Automate your VOD transcoding at scale with GCP: Part 1

nazir kabani
Google Cloud - Community
11 min readAug 21, 2022

Introduction:

Google Cloud released a set of video focused APIs that enables developers to easily build and deploy flexible high quality video streaming experiences, beginning with transcoding.

All of these APIs combine Google’s media expertise with Google scale and reliability.

On September 30, 2021 we announced GA release of our Transcoder APIs and Its endpoints (https://transcoder.googleapis.com/v1/) focusing on 2 different problems which current customers are facing building complex VOD pipelines.

  1. Build your own: The Transcoder API is flexible enough for media companies to build the product they want.
  2. Managed Infrastructure: Google offers a scalable API so that media companies don’t have to manage infra

The Transcoder API is an easy-to-use API for creating consumer streaming formats, including MPEG-4 (MP4), Dynamic Adaptive Streaming over HTTP (DASH, also known as MPEG-DASH), and HTTP Live Streaming (HLS). Many direct-to-consumer streaming platforms use a multi-codec strategy. Google has expertise with direct-to-consumer video, given YouTube and Google Play, and has chosen this specific path/formats for media solutions.

Problem Statement:

Most OTT customers are struggling with automating their transcoding pipeline, and with complex workflows it becomes more complicated to automate it securely, without human intervention and also generate statistics.
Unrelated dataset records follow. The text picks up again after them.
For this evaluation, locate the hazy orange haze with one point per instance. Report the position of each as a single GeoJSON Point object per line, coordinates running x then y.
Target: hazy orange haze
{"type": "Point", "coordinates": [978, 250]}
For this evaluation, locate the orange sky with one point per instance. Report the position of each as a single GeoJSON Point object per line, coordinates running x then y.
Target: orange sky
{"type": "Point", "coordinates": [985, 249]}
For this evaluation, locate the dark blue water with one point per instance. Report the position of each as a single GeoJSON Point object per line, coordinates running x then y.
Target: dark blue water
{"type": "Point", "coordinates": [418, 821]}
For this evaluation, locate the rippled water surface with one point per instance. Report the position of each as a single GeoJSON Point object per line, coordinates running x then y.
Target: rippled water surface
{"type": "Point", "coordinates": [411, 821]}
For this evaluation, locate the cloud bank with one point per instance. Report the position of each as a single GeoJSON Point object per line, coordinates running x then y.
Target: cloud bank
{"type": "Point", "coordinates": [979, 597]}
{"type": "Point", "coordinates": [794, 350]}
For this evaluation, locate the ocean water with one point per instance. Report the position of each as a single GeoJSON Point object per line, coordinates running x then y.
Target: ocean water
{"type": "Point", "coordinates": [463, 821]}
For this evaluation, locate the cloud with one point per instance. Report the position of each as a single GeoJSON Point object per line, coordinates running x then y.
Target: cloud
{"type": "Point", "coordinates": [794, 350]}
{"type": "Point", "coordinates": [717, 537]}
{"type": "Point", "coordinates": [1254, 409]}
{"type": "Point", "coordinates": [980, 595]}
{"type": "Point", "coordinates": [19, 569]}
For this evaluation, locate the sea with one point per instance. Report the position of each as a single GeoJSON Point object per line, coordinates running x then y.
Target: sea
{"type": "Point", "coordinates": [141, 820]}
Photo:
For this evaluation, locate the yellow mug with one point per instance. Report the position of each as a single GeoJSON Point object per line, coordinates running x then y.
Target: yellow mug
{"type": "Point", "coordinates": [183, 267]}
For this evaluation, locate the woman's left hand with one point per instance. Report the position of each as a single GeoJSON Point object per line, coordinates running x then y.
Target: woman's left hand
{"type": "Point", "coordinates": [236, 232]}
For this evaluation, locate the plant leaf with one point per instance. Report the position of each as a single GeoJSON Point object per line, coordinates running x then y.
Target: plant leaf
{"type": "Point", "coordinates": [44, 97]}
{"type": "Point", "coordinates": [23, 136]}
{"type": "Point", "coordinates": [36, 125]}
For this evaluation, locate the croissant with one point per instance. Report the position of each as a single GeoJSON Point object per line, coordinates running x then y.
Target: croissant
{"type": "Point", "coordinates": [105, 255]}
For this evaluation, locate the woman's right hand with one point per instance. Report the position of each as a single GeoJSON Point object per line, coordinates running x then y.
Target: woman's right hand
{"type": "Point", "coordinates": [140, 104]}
With this two part blog I am covering end to end integration, automation, security, logging and reporting.

At the end of this blog series your architecture will look something like my architecture shared below.

Image: transcoding automation overall architecture

Part 1: Building automated VOD transcoding pipeline

Let’s start building automated VOD pipeline by creating two GCS (Google cloud storage) buckets and automate transcoding using cloud functions (below part of overall architecture).

Prerequisite:

Before we start with Cloud Functions, we will require two storage buckets (1 for source file and one for transcoded file) and a Transcoder API job template.

Storage Buckets

Step 1: Create one GCS bucket for source where producer or operator will be uploading mezzanine video files (source videos), in my example below I have created a transcoding-automation-source bucket in asia-south1 (Mumbai) region with the following configuration.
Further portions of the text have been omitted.